Unsworth, Doughty, West

Here are three more books I read in 2016, by three intelligent, fascinating writers, all of them female.

Emma Jane Unsworth’s Animals came to my attention because it is an Emily Book. I read a lot of Emily Books, though I read them when available in print, as I have never managed to become an ebook reader. (Which is okay, maybe?) Fortunately for me, Minneapolis’ own Coffee House Press partnered with Emily Books in 2015, and is now producing print editions of select Emily Books. (The print edition of Animals that I read, however, was produced by Europa Editions.) If you are ever wondering what to read next, I strongly suggest checking out Emily Books. You can’t go wrong.
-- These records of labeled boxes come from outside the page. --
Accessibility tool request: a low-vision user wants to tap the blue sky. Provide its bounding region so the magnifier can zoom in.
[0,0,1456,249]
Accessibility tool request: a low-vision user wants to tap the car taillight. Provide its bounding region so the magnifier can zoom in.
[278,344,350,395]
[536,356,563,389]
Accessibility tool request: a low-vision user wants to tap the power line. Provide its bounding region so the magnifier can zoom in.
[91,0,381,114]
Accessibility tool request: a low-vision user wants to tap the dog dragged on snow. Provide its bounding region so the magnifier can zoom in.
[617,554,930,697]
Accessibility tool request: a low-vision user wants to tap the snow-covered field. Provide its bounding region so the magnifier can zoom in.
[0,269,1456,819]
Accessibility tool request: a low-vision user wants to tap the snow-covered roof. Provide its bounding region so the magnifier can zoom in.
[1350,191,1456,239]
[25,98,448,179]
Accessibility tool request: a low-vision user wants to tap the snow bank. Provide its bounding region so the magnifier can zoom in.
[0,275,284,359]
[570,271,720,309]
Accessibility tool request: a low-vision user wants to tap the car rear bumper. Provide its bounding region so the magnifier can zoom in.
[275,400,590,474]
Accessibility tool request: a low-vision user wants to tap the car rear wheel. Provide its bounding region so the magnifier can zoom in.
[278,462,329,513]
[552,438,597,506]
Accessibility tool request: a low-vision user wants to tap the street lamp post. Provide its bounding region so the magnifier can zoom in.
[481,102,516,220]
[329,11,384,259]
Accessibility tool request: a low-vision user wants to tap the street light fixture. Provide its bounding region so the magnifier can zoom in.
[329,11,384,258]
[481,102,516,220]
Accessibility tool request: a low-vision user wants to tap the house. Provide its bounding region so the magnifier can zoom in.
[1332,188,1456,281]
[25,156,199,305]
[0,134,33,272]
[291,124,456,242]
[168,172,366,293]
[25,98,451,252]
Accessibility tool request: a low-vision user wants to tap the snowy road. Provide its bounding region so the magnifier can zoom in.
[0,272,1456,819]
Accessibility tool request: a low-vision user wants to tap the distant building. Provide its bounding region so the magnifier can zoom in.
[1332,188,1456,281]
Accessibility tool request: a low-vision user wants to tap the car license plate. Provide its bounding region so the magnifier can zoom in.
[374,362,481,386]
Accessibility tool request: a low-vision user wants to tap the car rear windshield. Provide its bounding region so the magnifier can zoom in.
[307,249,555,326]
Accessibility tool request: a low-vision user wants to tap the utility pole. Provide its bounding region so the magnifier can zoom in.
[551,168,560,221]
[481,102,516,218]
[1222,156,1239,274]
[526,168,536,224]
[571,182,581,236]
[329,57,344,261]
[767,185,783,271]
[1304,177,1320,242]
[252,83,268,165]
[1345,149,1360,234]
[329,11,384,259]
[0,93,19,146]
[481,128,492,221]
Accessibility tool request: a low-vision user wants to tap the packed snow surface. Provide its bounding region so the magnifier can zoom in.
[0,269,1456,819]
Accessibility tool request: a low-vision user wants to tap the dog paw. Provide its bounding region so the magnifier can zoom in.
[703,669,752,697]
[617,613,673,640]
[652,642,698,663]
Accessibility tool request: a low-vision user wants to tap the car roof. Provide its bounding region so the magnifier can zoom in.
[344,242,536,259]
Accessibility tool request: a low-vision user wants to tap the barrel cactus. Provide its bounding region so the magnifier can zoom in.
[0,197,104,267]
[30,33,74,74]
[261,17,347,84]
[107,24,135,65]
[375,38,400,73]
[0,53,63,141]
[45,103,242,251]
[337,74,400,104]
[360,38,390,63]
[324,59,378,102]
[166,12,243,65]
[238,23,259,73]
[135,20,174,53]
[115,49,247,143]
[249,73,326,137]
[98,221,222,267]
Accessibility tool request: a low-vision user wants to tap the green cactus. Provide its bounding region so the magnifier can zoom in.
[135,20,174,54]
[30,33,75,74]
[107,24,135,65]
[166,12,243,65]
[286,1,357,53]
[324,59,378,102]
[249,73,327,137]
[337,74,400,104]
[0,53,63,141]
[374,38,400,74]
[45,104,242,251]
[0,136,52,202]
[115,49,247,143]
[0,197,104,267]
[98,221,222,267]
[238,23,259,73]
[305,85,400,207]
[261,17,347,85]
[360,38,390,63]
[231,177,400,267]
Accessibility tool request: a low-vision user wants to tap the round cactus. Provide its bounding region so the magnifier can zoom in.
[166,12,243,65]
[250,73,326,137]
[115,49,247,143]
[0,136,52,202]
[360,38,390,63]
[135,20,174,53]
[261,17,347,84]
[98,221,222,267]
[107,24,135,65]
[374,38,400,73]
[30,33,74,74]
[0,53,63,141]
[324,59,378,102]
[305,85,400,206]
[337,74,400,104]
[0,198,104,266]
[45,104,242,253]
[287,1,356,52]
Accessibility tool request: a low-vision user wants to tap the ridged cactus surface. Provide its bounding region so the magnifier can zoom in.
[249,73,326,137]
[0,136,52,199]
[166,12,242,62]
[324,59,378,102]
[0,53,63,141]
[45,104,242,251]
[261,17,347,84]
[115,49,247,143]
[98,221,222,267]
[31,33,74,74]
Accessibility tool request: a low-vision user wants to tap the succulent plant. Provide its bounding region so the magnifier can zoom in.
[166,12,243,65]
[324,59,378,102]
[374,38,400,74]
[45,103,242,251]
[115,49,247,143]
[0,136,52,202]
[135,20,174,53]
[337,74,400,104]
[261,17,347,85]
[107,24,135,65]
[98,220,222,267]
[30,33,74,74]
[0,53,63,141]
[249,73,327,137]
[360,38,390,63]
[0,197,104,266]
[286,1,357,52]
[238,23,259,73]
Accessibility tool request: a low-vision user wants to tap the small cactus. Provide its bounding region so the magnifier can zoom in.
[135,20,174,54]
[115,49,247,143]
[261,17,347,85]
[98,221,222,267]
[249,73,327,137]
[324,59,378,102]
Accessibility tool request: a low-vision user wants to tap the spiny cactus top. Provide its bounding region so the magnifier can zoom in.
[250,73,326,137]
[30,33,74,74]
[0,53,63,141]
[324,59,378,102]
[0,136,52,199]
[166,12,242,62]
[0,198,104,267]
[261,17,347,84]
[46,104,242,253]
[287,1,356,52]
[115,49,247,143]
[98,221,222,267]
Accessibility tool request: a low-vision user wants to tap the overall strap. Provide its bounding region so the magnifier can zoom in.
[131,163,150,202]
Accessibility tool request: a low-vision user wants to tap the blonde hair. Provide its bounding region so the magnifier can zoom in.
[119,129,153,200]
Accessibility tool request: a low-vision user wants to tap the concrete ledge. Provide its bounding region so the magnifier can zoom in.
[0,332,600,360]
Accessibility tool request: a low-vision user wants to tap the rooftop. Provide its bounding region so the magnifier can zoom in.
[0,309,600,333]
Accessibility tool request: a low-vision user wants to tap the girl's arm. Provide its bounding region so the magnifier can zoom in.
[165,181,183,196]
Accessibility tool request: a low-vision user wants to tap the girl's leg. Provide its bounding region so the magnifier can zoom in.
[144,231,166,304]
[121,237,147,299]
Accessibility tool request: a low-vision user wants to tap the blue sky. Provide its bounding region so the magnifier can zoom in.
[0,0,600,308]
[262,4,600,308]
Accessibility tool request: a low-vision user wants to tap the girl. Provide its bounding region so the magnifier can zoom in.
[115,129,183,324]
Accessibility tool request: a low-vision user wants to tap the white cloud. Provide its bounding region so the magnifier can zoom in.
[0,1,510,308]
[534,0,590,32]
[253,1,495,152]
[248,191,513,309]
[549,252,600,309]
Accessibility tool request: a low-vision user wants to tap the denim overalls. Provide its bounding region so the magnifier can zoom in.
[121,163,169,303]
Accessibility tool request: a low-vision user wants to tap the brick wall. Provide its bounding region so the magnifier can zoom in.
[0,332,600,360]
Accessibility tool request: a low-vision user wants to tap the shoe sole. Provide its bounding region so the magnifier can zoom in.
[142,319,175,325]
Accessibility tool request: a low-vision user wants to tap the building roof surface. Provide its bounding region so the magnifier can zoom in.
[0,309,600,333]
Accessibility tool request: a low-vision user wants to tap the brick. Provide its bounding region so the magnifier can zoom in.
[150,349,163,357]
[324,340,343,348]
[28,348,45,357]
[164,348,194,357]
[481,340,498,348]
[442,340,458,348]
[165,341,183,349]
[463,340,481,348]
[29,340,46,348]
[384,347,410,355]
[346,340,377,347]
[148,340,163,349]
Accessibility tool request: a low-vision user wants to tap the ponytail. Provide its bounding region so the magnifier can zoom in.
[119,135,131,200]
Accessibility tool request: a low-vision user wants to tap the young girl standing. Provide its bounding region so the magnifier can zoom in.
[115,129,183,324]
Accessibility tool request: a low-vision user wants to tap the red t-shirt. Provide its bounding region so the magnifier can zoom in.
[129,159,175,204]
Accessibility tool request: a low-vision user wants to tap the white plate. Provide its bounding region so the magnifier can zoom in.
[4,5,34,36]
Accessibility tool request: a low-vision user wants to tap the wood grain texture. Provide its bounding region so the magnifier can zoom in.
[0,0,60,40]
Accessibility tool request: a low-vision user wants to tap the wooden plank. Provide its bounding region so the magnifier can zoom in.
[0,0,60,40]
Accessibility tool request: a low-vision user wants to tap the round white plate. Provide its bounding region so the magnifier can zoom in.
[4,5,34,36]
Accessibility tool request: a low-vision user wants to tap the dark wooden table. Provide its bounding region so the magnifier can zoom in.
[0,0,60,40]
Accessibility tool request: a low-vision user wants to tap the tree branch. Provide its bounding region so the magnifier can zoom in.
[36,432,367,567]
Smoke Gets In Your Eyes: And Other Lessons from the Crematory was recommended to me by my friend Britt, as well as Jezebel. Britt and Jezebel were correct; it’s great. Caitlin Doughty is the woman behind Ask a Mortician. Smoke Gets In Your Eyes provides an intimate and unflinching observation the death industry, and our cultural ideas about death as a whole.

And then there’s Lindy West. Holy lord, Shrill is such a good and important work, surely I am not the first one to tell you about it. There is little I can add. All I will say is that I couldn’t stop talking about it to others while I was reading it, and I can’t recommend it enough, despite (and because of) the fact that it made me shake with fear and anger at several points. The amount of shit that West has to put up with, as a fat woman who dares to write and speak and exist, was not shocking to me, but it is staggering to read a chronicle of it all at once. (If you are unfamiliar with Lindy West, I suggest listening to this episode of This American Life in which she confronts an internet troll who impersonated her dead father.)